Osteoporosis: A condition characterized by porous bone with low bone density and structural deterioration, leading to increased fracture risk.
Osteopenia: A thinning of the trabecular matrix, which occurs before osteoporosis.
Arthropathy: A general term for any joint disorder.
Arthritis: Inflammation of a joint.
Rickets: A pediatric condition caused by vitamin D, calcium, or phosphorus deficiency, leading to bone malformations in children.
Osteomalacia: A condition similar to rickets but occurring in adults, resulting in bone weakness due to vitamin D deficiency.
Osteophytes: Also known as bone spurs, these are bony outgrowths that can form on joints, often seen in osteoarthritis.
Heberden's nodes: Bony enlargements at the distal interphalangeal joints (DIPs) of the fingers, a clinical sign of osteoarthritis.

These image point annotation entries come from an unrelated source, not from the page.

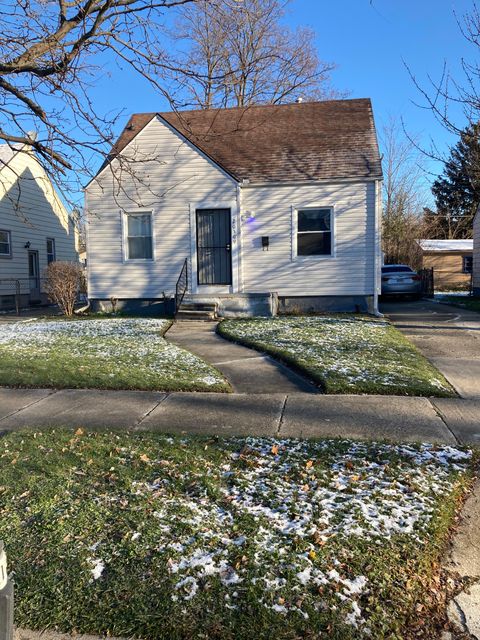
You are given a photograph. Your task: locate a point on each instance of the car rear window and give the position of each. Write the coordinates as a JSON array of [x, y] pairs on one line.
[[396, 269]]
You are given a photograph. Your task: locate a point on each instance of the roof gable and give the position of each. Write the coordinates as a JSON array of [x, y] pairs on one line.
[[278, 143]]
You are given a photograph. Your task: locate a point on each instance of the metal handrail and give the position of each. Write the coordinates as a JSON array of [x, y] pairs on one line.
[[181, 286]]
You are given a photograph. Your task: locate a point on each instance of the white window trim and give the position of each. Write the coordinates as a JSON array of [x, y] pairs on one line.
[[124, 215], [333, 247], [10, 251]]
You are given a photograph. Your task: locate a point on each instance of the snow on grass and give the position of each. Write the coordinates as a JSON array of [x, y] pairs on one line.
[[247, 531], [345, 354], [108, 353]]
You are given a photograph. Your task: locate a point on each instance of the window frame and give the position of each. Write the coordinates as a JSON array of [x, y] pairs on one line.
[[333, 248], [139, 212], [9, 255], [54, 253], [470, 258]]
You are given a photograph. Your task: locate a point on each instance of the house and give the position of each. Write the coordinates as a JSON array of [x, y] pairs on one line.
[[451, 261], [35, 227], [268, 207], [476, 255]]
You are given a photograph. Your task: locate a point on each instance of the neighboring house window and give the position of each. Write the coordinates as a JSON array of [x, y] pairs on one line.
[[139, 236], [5, 243], [314, 232], [467, 264], [50, 250]]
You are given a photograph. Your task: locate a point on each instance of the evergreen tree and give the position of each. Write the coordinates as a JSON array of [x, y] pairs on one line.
[[457, 190]]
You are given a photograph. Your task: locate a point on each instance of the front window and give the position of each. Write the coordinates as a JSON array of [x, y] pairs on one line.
[[314, 232], [50, 250], [467, 264], [139, 236], [5, 244]]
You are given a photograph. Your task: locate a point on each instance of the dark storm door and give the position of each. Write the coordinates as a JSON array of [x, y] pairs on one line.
[[214, 251], [34, 276]]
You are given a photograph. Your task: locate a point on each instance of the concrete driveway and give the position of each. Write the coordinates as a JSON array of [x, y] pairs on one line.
[[448, 336]]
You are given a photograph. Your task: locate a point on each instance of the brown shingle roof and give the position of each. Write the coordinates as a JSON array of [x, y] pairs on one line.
[[280, 143]]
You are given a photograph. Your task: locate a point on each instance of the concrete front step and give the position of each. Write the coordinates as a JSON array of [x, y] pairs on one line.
[[195, 314], [198, 306]]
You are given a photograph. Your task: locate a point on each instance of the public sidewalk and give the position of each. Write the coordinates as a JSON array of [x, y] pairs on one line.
[[392, 418]]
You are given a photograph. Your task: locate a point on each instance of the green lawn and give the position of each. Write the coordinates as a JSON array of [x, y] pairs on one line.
[[113, 353], [343, 354], [185, 538], [472, 303]]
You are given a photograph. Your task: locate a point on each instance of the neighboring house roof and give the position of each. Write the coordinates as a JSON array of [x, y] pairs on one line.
[[298, 142], [446, 245]]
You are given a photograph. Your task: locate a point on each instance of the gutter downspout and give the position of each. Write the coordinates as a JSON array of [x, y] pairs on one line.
[[240, 238], [378, 248]]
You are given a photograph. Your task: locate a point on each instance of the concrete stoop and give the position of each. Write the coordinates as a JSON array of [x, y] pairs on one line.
[[197, 311]]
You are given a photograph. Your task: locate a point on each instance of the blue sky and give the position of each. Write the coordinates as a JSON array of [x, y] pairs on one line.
[[370, 43]]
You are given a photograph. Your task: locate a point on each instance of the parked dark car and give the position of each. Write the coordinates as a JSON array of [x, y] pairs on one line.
[[400, 280]]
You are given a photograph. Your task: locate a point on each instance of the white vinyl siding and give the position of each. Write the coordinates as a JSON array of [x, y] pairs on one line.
[[172, 181], [32, 213], [271, 211]]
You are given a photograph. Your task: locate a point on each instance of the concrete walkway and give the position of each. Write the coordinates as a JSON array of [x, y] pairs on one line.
[[448, 336], [285, 415], [248, 371]]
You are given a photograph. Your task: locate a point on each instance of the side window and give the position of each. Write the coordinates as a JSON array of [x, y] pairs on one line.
[[467, 264], [139, 236], [50, 250], [314, 232], [5, 244]]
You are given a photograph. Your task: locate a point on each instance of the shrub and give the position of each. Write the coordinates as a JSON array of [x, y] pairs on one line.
[[62, 284]]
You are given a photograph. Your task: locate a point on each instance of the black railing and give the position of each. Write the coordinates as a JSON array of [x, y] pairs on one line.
[[181, 286]]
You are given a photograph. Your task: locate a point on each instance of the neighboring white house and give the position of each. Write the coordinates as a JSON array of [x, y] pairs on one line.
[[271, 207], [476, 254], [35, 227], [451, 261]]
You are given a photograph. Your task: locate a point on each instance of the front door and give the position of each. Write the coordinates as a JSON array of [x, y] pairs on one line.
[[34, 276], [214, 252]]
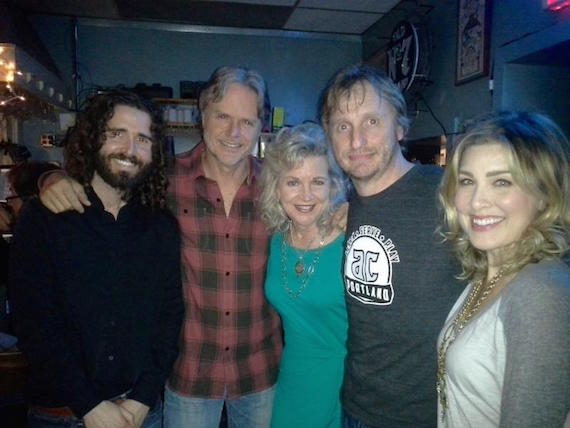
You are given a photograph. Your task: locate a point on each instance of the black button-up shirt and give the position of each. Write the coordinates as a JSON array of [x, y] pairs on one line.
[[97, 302]]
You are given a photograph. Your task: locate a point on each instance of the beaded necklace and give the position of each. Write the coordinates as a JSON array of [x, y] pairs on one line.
[[304, 274], [469, 309]]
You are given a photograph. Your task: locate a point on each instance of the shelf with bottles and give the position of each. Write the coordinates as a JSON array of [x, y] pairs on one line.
[[180, 114]]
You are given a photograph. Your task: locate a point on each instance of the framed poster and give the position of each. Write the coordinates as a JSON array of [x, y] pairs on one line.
[[473, 34]]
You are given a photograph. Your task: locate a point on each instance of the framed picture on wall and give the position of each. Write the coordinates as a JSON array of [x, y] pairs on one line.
[[473, 34]]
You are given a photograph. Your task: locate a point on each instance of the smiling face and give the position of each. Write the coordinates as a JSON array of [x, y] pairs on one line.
[[231, 127], [124, 159], [304, 192], [493, 210], [364, 135]]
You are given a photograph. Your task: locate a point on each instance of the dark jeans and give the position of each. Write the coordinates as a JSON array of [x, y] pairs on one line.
[[349, 422], [35, 420]]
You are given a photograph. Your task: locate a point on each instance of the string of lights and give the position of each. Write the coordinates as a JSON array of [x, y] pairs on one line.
[[8, 72]]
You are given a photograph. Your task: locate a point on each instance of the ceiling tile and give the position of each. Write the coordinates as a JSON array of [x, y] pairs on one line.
[[103, 8], [289, 3], [222, 14], [330, 21], [380, 6]]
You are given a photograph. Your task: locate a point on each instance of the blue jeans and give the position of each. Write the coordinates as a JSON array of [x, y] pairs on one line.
[[36, 420], [349, 422], [249, 411]]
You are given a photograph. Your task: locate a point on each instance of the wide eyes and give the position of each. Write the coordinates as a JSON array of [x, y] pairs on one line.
[[367, 123]]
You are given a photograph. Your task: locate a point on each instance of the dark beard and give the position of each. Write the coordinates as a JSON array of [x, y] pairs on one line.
[[122, 181]]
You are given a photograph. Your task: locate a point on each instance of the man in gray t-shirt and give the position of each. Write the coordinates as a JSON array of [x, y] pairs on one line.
[[399, 278]]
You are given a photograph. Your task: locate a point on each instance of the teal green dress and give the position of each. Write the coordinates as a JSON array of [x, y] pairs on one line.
[[315, 324]]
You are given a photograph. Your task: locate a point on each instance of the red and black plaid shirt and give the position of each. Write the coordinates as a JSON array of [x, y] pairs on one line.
[[231, 337]]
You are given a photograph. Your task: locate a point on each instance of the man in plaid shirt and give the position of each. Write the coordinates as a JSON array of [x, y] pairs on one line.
[[231, 337], [231, 340]]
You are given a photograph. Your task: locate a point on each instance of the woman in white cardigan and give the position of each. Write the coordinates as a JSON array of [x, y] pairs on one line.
[[503, 353]]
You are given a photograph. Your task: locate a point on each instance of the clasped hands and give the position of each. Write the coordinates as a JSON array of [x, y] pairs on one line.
[[107, 414]]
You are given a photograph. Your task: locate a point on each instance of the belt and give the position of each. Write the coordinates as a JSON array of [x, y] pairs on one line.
[[66, 412], [56, 412]]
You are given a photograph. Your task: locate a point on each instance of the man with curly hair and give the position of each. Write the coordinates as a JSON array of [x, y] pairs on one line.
[[97, 297]]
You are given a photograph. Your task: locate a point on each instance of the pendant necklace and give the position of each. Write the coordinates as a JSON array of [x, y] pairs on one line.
[[300, 264], [467, 312], [302, 273]]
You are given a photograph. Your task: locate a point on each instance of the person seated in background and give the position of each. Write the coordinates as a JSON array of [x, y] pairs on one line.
[[504, 350], [22, 179], [302, 187], [97, 296]]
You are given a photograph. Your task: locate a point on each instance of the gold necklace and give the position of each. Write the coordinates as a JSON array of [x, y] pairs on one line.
[[305, 275], [469, 309]]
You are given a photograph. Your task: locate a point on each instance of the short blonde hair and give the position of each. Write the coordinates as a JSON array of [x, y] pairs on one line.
[[222, 78], [540, 164], [290, 148]]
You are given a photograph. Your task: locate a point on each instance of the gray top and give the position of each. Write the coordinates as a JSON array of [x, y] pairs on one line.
[[509, 367]]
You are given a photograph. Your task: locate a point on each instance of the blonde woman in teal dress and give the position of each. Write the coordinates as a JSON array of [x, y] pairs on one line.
[[302, 187]]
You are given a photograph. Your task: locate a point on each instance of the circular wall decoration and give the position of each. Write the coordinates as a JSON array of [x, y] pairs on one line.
[[403, 55]]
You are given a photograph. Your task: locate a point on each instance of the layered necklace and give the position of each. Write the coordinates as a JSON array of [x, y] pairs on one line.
[[469, 309], [302, 272]]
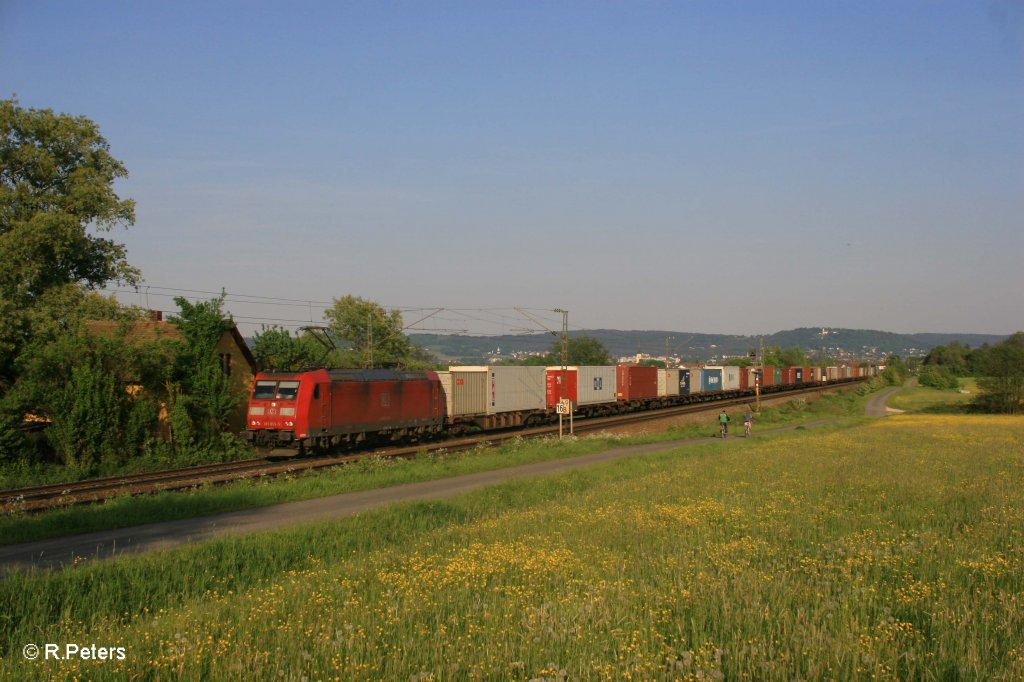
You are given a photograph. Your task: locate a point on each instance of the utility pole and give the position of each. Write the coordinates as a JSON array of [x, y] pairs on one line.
[[565, 369], [370, 340], [761, 377]]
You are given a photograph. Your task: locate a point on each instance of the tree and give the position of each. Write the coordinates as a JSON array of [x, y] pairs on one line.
[[56, 192], [201, 390], [1003, 381], [937, 376], [374, 333], [97, 392], [276, 350]]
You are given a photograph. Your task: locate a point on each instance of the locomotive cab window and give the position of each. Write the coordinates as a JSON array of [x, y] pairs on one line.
[[287, 390], [264, 390]]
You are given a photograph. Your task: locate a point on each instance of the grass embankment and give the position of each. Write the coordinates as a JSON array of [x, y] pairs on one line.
[[935, 400], [890, 550], [370, 474]]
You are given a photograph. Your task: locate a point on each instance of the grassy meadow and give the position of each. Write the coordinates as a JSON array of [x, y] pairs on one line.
[[923, 398], [887, 550]]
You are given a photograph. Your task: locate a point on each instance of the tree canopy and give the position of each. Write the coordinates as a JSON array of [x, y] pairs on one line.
[[56, 193], [374, 334], [1001, 383], [276, 350]]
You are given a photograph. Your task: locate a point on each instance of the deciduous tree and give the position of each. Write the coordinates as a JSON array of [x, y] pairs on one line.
[[56, 197], [376, 335]]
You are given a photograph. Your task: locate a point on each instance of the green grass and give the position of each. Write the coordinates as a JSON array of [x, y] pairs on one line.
[[888, 550], [126, 511], [934, 400]]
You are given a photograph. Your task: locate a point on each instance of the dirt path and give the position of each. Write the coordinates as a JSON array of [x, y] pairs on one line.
[[877, 406], [59, 552]]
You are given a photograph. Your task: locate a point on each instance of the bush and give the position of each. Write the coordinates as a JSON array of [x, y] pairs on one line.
[[937, 376]]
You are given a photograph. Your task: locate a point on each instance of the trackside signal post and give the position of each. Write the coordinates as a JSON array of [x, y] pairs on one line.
[[564, 403]]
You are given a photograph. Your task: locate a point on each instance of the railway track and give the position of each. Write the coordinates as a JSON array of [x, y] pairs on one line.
[[65, 495]]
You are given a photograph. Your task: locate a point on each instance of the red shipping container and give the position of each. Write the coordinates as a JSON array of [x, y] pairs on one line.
[[635, 382]]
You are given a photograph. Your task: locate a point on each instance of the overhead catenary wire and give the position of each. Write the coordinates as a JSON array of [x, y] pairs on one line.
[[498, 320]]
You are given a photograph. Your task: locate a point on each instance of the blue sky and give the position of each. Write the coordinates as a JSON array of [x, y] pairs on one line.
[[694, 166]]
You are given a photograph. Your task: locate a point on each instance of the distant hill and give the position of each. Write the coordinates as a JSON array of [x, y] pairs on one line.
[[840, 343]]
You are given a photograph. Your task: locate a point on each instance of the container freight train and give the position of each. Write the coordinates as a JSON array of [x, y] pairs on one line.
[[336, 409]]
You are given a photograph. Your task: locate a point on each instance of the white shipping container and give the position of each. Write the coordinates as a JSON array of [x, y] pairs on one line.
[[668, 382], [696, 380], [445, 379], [505, 388], [595, 384]]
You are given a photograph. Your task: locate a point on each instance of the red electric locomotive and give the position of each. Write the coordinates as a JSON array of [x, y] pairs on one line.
[[328, 408]]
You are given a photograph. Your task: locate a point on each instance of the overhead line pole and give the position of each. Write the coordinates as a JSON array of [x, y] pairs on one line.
[[565, 369]]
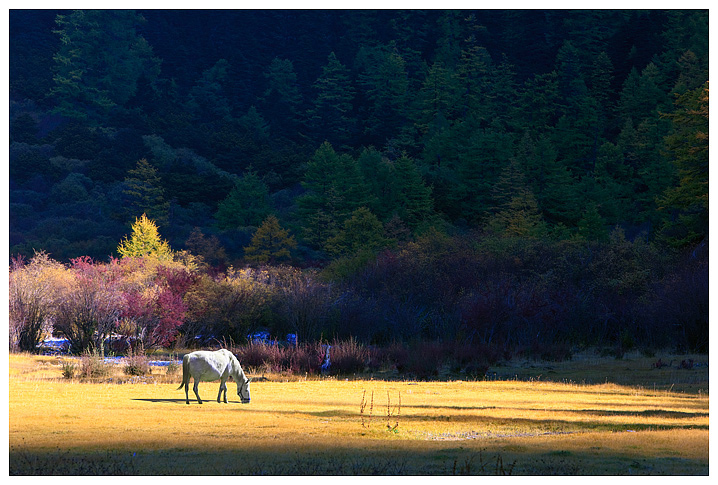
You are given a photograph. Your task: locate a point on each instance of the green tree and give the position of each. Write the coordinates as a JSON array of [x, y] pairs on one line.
[[331, 114], [592, 226], [436, 99], [145, 241], [144, 189], [688, 148], [378, 173], [246, 205], [99, 62], [384, 79], [521, 218], [334, 189], [207, 98], [414, 202], [270, 243], [282, 99], [362, 231]]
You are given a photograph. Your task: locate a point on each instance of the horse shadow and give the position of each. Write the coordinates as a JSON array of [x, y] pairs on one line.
[[177, 400]]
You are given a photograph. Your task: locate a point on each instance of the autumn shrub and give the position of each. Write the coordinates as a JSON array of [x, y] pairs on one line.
[[34, 287], [89, 307], [69, 369], [350, 357], [93, 365], [261, 355], [137, 364]]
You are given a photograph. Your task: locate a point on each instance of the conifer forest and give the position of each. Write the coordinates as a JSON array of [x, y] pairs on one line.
[[516, 181]]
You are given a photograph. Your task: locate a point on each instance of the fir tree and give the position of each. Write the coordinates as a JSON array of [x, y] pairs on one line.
[[334, 189], [362, 231], [270, 243], [144, 189], [414, 202], [145, 241], [246, 205], [331, 116], [688, 147]]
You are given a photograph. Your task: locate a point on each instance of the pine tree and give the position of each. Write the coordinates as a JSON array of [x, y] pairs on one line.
[[521, 218], [144, 189], [414, 202], [362, 231], [282, 98], [592, 226], [99, 62], [334, 189], [207, 99], [688, 147], [145, 241], [246, 205], [270, 243], [331, 115]]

Bouchard's nodes: Bony enlargements at the proximal interphalangeal joints (PIPs) of the fingers, also associated with osteoarthritis.
Degenerative Disc Disease (DDD): A common cause of pain, motor weakness, and neuropathy due to the distortion and compression of spinal nerves by intervertebral discs.
Spinal stenosis: An anatomical narrowing of the spinal canal, nerve root canal, and intervertebral foramina that develops gradually.